The 112-member graduating class, representing the largest of the year for the CHP, will increase the agency’s sworn officer count to over 6,600, according to Gov. Gavin Newsom’s office.
“I applaud these men and women for dedicating themselves to public service, and their commitment to protecting the people of California,” said CHP Commissioner Sean Duryee in a statement. “As cadets, we provide them with an extensive amount of training to ensure they are up to the task of providing the highest level of Safety, Service, and Security that is expected from our department.”
According to the CHP—the nation’s largest state police agency—cadets go through a six-month training that includes vehicle patrol, crash investigation, first aid, traffic control, report writing, and more.
Additionally, the program also provides training on various codes, policing, mental illness response, crisis intervention techniques, and cultural diversity education, according to the agency.
The new officers, who will report for duty Sept. 11, are part of the CHP’s recruiting effort to fill 1,000 vacant officer positions, the agency said.
Meanwhile, another 125 cadets are expected to start their training the same day at the academy, which will bring the number of cadets currently training to approximately 350, the agency reported.
A California Highway Patrol vehicle in Orange, Calif., on May 22, 2021. (John Fredricks/The Epoch Times)
“These new officers represent the best of California,” Mr. Newsom said in a statement following the graduation. “I’m grateful for their service and their unmatched commitment to improving public safety in every corner of our state.”
The CHP is not alone in a staffing crisis, though.
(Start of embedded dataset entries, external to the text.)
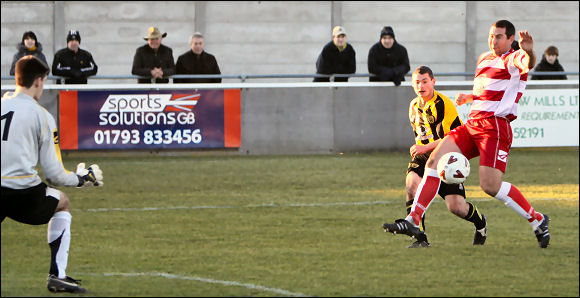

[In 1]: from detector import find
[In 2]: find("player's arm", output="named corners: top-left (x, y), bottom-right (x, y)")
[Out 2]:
top-left (518, 30), bottom-right (536, 70)
top-left (410, 140), bottom-right (440, 157)
top-left (455, 93), bottom-right (474, 106)
top-left (38, 110), bottom-right (102, 187)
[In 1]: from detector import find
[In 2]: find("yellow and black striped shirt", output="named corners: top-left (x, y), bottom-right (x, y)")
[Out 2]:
top-left (409, 90), bottom-right (462, 146)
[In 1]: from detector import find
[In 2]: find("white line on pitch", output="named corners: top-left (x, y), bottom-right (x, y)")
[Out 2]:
top-left (88, 272), bottom-right (309, 297)
top-left (77, 197), bottom-right (565, 213)
top-left (78, 200), bottom-right (398, 213)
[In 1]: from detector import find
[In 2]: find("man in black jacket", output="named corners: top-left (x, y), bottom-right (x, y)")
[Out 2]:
top-left (531, 45), bottom-right (567, 80)
top-left (314, 26), bottom-right (356, 82)
top-left (175, 32), bottom-right (221, 83)
top-left (52, 30), bottom-right (98, 84)
top-left (367, 26), bottom-right (410, 86)
top-left (132, 27), bottom-right (176, 84)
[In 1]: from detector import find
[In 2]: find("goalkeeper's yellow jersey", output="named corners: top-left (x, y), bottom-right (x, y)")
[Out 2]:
top-left (409, 90), bottom-right (463, 146)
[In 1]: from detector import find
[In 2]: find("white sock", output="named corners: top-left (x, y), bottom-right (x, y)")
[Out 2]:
top-left (47, 211), bottom-right (72, 279)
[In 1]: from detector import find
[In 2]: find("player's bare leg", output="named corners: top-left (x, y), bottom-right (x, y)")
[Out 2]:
top-left (445, 195), bottom-right (487, 245)
top-left (480, 165), bottom-right (550, 248)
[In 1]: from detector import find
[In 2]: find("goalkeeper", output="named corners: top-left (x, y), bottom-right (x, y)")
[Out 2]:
top-left (388, 66), bottom-right (487, 248)
top-left (1, 56), bottom-right (103, 293)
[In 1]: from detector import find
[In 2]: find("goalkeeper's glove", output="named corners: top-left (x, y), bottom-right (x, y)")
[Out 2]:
top-left (76, 163), bottom-right (104, 187)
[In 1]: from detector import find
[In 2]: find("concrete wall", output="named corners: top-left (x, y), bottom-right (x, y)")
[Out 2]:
top-left (240, 85), bottom-right (415, 154)
top-left (2, 1), bottom-right (578, 83)
top-left (2, 81), bottom-right (578, 155)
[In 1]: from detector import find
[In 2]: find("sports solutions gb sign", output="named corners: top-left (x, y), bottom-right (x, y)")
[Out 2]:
top-left (59, 89), bottom-right (241, 150)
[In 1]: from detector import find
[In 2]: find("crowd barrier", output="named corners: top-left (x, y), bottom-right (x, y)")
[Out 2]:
top-left (1, 80), bottom-right (578, 155)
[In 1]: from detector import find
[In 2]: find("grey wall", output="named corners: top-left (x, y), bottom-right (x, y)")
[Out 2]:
top-left (240, 86), bottom-right (415, 154)
top-left (2, 1), bottom-right (578, 83)
top-left (3, 81), bottom-right (578, 155)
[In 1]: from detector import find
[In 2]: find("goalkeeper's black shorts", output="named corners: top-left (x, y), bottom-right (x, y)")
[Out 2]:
top-left (1, 182), bottom-right (59, 225)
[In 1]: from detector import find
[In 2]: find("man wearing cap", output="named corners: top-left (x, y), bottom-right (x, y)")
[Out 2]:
top-left (314, 26), bottom-right (356, 82)
top-left (367, 26), bottom-right (410, 86)
top-left (52, 30), bottom-right (98, 84)
top-left (132, 27), bottom-right (176, 84)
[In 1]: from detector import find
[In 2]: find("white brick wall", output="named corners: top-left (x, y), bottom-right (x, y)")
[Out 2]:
top-left (1, 1), bottom-right (578, 83)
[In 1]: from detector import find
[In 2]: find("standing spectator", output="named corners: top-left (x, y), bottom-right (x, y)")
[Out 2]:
top-left (175, 32), bottom-right (221, 83)
top-left (132, 26), bottom-right (176, 84)
top-left (314, 26), bottom-right (356, 82)
top-left (10, 31), bottom-right (48, 76)
top-left (52, 30), bottom-right (98, 84)
top-left (367, 26), bottom-right (410, 86)
top-left (2, 56), bottom-right (103, 293)
top-left (531, 45), bottom-right (567, 80)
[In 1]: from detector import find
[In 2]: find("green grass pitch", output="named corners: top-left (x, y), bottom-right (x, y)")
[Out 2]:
top-left (1, 148), bottom-right (578, 296)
A survey published in April by the Police Executive Research Forum, a Washington, D.C.-based police and policy research organization, indicated police agencies are losing officers faster than they can hire new ones.
Although in 2022, the latest year recorded, law enforcement agencies are hiring more sworn officers than in previous years, staffing has continued to decline due to retirements and resignations, the research showed.
The Los Angeles Police Department, one of the largest local police agencies in the nation, has shrunk to its smallest size since the 1990s with fewer than 9,000 sworn officers, according to a July report from the city’s police union.
The same issue has been reported by other local law enforcement agencies, including the Long Beach, Riverside, Santa Ana, and San Francisco police departments.